I thought money was tight, kids? What happened to not being able to afford to pay me five lousy dollars? Can’t do that, but you can go spend twenty bucks on crappy Chinese take-out?

The worst part was Friday night. Redhead’s friend came into town for the night, met us at Country Kitchen where we were drinking coffee and hanging out. They went downtown to the bars to celebrate. Asshole texts me, wondering if the car will be home by the time he has to get up early and go to work at Arrowhead Stadium. I tell him yes. I point out the fact that the bars close at 1:30, those two have no place else to go, and I never stay out later than 1 AM anyway. He persists with hypothetical what-ifs that he knows are never going to happen.

I do not stay out late. And Redhead does not stay out late either.

I sent a text to Redhead saying, “Asshole is making a big deal about whether or not the car will be home by in the morning.”

I thought I sent that to Redhead. Somehow, I sent that to Asshole. Asshole wasn’t too happy and immediately called to tell me I had an attitude and he didn’t want none of it. This is where it gets amusing.

See, I have this character flaw. I can’t deal with bullshit and arrogant pricks who think they’re better than everybody around them. This is probably why me and Asshole get into a fight at least once a week. I told Asshole without even thinking that he was really one to talk, considering the line of bullshit he had tried to feed me the night before.

Oops. I think I crossed the line. He told me to come home, and do it now.

Ordinarily, I would tell him to take a flying leap. And I was begging to, trust me. Except for the part where I didn’t want to get arrested for Grand Theft Auto.

When Asshole first approached Redhead and I about moving in with him, he had to beg us. We didn’t want to live out on the edge of town, especially with no way to get back into town. It’s several miles that I severely do not want to walk on a daily basis. But he needed someone to room with him, because he couldn’t afford the place on his own. I asked him, why don’t you find a place that’s cheaper? There’s plenty of them in this town.

He wanted this place. This place was more his style.
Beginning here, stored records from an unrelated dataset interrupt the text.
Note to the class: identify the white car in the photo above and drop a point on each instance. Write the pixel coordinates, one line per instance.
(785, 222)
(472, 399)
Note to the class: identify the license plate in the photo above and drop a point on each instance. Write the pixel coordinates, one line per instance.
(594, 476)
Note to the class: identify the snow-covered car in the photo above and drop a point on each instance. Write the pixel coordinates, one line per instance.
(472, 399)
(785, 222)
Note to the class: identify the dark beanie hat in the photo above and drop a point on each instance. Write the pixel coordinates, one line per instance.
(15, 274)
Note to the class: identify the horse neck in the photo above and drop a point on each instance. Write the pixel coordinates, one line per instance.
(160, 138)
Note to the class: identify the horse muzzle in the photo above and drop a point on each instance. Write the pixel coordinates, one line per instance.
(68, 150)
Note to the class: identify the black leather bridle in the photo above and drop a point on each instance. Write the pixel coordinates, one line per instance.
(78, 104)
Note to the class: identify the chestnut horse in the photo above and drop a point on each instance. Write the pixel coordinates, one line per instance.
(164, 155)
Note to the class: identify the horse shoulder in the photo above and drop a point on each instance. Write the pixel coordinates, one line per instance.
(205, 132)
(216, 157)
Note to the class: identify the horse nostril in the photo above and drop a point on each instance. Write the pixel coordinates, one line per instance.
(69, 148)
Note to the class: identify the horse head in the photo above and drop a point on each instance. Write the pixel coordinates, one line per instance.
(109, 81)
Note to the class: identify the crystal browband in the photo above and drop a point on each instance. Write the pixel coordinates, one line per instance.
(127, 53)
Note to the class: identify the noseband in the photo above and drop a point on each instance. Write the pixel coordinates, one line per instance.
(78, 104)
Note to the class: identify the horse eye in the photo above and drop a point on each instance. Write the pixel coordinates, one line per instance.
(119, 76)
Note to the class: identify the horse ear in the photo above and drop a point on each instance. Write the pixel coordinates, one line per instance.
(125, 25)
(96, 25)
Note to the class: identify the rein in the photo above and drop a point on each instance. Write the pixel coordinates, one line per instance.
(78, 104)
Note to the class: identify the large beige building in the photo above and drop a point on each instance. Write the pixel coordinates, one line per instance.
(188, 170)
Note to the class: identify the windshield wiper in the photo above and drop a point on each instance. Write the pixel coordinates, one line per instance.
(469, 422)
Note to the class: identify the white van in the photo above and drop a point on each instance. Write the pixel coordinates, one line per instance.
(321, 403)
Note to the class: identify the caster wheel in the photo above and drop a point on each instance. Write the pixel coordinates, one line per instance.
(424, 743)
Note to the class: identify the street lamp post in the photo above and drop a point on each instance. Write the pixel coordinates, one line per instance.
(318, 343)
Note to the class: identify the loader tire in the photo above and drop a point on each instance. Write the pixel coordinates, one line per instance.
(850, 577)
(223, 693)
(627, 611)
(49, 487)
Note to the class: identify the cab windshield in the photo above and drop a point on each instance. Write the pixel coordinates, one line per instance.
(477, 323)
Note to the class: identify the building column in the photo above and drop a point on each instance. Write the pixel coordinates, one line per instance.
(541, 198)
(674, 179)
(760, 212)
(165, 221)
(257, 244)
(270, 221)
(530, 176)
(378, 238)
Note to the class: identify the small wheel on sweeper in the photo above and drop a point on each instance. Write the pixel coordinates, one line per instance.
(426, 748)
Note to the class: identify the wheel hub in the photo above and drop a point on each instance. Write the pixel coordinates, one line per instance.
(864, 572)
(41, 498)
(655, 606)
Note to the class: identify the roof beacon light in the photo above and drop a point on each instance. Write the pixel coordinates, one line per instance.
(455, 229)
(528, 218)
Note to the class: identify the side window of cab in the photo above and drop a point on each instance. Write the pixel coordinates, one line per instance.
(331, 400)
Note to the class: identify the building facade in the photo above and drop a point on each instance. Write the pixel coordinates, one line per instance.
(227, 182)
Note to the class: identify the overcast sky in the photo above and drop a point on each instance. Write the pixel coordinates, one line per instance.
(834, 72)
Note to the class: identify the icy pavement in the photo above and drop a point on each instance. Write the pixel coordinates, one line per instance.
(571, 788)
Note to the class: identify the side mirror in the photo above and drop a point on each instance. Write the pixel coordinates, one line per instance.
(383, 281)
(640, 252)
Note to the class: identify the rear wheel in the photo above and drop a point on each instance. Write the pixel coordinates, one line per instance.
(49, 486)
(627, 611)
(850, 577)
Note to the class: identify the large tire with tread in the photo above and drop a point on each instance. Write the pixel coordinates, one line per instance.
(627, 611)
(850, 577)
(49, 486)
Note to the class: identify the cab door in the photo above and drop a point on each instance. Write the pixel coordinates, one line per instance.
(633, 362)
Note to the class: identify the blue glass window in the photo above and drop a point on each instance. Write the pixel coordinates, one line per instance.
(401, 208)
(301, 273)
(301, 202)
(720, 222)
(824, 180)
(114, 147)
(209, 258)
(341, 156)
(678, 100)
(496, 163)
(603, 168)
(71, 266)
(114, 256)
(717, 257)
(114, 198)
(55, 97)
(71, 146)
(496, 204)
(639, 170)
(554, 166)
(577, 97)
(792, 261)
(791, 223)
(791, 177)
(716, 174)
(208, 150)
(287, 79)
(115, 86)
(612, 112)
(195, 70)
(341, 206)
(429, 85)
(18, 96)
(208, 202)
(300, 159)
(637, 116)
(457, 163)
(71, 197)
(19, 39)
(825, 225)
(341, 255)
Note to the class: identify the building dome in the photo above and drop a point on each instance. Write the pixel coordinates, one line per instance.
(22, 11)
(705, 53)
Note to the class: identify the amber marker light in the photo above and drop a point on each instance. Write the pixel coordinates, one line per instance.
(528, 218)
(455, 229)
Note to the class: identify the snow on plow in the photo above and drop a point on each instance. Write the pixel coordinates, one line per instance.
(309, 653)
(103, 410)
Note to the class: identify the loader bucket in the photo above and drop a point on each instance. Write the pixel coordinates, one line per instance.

He has standards, you know.

I ignored that slap in the face and we negotiated. We needed transportation, and Asshole agreed to leave his truck with me during the day. I’d drop him off at class, then pick him up and take him to work. That way I would be able to go job hunting, pick up and drop off Redhead at work as needed, and be able to make it to all my doctor’s appointments. And it worked fine.

Until I bucked against him and refused to submit to his will. Then he tells me to bring his car home, and right now.

So I do. But not after driving clear to the other side of town to buy cigarettes (and waste gas), and letting some air out of each of his tires. Not all of it, just enough to be a nuisance.

I know. Petty and juvenile. But he pissed me off, and I’ve been taking a lot of shit from him since we moved in. My pride is severely wounded.

I text Redhead and let him know what’s going on. About an hour later, him and his friend come home, bellowing at the top of their lungs.

My heroes.

Asshole got up and went to Arrowhead Stadium. He came back real late that night, and for two days in a row, has gotten up, and instead of the usual having either myself or the Princess drop him off at class or work, he has taken himself, and kept the truck with him.

I mentioned this to Redhead. I think my driving privileges have been revoked because I refuse to kiss his ass. Redhead calls him. “Have her driving privileges been revoked?” No, of course not. “Because it sure as hell seems like it. Every time she needs the truck to get somewhere, you have it, and you aren’t due home for hours. Convenient.”

I still have driving privileges, apparently. It’s just getting my hands on the fucking keys to the truck that’s the hard part.

Redhead and I are moving out as soon as I find a new job. And we’ll laugh and watch Asshole and Princess flounder and drown under the weight of their own egos.